Abstract
Supervised classification algorithms are frequently applied to identify landslide-prone areas (i.e. landslide susceptibility maps) or to get insights into the static causes of slope instability. However, the landslide inventory data used to train the underlying models is often affected by a systematic spatial incompleteness (e.g. underrepresentation of movements in woodlands or in remote areas). Thus, the quantity to be modelled (i.e. the response variable) may not perfectly represent the spatial distribution of the phenomena of interest. Literature reveals that the effects of such landslide data biases are often ignored when interpreting data-driven landslide susceptibility models.
This research was built on the basis of landslide data from the province of South Tyrol (7400 km²) that systematically represents damage-causing events and ignores landslides far from infrastructure. The created models (M1, M2, M3) represent diverse strategies to handle spatially biased landslide data. The goals were to show why geomorphic cause-effect relationships cannot always be deduced from models that exhibit an apparent high predictive performance (M1), to evaluate the usefulness of a bias-correction approach under serious data bias conditions (M2) and to exploit the underlying data bias to map areas affected by damage causing landslides (M3). The models were critically evaluated by means of statistical associations, variable importance ranking, performance and plausibility.

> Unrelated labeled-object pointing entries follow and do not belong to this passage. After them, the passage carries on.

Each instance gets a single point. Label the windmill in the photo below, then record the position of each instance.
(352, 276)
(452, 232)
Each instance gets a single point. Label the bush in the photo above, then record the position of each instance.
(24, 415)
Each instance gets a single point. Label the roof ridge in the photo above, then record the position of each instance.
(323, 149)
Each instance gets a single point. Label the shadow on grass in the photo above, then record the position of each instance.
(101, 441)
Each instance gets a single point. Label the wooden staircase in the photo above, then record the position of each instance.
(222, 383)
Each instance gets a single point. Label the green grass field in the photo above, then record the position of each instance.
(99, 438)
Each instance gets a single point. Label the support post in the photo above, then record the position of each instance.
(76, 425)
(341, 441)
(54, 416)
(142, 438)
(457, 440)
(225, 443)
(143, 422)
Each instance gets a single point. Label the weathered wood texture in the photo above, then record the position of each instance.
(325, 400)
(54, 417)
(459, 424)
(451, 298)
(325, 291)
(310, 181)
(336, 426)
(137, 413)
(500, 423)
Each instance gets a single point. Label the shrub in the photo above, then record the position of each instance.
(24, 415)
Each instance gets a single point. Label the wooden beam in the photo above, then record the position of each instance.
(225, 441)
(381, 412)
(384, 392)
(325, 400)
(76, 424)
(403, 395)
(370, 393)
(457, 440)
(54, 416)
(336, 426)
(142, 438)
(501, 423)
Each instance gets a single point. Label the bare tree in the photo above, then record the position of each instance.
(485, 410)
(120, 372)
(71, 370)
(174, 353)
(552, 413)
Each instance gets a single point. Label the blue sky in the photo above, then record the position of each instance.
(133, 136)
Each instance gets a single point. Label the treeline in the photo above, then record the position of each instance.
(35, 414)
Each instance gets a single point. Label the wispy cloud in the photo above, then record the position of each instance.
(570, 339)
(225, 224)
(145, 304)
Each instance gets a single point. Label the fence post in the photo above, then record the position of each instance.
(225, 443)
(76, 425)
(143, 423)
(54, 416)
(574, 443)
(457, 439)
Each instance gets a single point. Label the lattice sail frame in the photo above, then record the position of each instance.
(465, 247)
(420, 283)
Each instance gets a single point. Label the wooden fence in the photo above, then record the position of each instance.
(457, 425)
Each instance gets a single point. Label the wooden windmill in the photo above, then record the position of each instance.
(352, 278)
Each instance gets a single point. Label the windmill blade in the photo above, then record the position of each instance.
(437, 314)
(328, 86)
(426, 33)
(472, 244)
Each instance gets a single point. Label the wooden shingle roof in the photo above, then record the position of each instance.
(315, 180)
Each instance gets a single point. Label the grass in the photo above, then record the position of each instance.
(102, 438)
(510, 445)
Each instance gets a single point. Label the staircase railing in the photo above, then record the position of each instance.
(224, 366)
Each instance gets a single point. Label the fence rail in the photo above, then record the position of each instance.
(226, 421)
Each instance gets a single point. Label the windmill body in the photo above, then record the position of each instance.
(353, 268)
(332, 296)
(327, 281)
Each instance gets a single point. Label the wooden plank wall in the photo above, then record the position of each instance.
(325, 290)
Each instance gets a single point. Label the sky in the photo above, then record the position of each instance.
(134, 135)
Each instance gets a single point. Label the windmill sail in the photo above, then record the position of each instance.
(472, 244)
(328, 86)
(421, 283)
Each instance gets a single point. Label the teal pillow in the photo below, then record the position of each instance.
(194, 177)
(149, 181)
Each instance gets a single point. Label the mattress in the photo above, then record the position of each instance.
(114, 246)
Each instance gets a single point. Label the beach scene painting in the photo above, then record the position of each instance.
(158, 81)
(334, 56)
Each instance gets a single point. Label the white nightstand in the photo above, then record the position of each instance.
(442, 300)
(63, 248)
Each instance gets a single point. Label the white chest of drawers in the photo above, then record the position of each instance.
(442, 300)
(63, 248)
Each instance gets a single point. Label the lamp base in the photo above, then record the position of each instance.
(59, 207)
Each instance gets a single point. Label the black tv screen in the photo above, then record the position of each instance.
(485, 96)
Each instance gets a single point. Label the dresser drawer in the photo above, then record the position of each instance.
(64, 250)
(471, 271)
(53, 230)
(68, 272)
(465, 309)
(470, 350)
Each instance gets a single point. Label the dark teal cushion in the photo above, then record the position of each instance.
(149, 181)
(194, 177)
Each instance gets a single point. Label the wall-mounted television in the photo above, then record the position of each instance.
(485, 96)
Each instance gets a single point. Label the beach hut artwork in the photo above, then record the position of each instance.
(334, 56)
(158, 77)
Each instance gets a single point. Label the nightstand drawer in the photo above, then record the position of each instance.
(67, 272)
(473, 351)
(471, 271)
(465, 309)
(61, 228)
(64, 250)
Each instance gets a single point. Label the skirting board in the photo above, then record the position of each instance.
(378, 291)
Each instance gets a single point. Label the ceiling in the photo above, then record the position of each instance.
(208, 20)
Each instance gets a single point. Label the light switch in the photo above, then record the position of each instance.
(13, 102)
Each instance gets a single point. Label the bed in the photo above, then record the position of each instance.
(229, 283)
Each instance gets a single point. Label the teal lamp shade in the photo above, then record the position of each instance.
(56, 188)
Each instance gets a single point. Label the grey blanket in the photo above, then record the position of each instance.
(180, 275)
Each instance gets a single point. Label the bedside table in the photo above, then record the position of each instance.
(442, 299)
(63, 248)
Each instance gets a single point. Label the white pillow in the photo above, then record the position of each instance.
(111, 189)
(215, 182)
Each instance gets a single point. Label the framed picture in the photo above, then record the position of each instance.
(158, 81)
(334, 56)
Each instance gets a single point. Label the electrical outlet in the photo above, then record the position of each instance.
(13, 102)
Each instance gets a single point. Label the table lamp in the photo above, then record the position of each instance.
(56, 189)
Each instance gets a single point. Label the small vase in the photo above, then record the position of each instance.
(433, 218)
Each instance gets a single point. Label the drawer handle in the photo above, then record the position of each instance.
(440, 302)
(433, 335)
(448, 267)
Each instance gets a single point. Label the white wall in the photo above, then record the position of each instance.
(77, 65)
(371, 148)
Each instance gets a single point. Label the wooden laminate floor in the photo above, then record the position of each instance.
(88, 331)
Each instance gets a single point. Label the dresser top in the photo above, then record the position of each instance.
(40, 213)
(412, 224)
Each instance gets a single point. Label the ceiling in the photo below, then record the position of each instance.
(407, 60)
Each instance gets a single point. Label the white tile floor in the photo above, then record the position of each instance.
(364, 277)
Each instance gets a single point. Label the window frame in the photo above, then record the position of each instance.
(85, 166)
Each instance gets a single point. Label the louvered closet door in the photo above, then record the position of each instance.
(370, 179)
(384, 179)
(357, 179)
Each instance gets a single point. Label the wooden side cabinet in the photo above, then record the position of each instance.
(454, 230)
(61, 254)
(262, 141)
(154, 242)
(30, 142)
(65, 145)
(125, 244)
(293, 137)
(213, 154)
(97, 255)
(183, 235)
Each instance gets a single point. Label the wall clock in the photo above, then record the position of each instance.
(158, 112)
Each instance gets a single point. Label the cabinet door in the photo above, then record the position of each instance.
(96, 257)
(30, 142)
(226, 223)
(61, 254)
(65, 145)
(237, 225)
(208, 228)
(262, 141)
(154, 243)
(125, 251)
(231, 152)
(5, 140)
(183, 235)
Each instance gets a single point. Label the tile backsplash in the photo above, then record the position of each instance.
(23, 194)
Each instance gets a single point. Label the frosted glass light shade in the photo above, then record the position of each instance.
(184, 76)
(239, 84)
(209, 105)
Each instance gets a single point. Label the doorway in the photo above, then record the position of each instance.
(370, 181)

The presented research may offer an alternative perspective on how flaws in available landslide information can be considered in data-driven landslide modelling. It is demonstrated that under common landslide data bias conditions, the focus should not only lie on the actual geomorphic process (landslide susceptibility effects), but also on the respective landslide data context (landslide data collection effects). The findings showed that none of the three models was able to create a useful representation of landslide susceptibility, despite calculated high predictive performances. In most cases, geomorphic causation could not be deduced by interpreting the modelled relationships between landslide inventory data and the environmental factors. The final impact-oriented model (M3) enabled us to identify (temporally independent) damaging landslides with high accuracy. We conclude that despite the availability of increasingly flexible models and automated variable selection techniques, a thorough qualitative investigation of landslide data limitations will remain essential towards meaningful spatial landslide models. An inference of geomorphic causation may be challenging under landslide data bias conditions, even though model performance indicators might suggest a high model quality.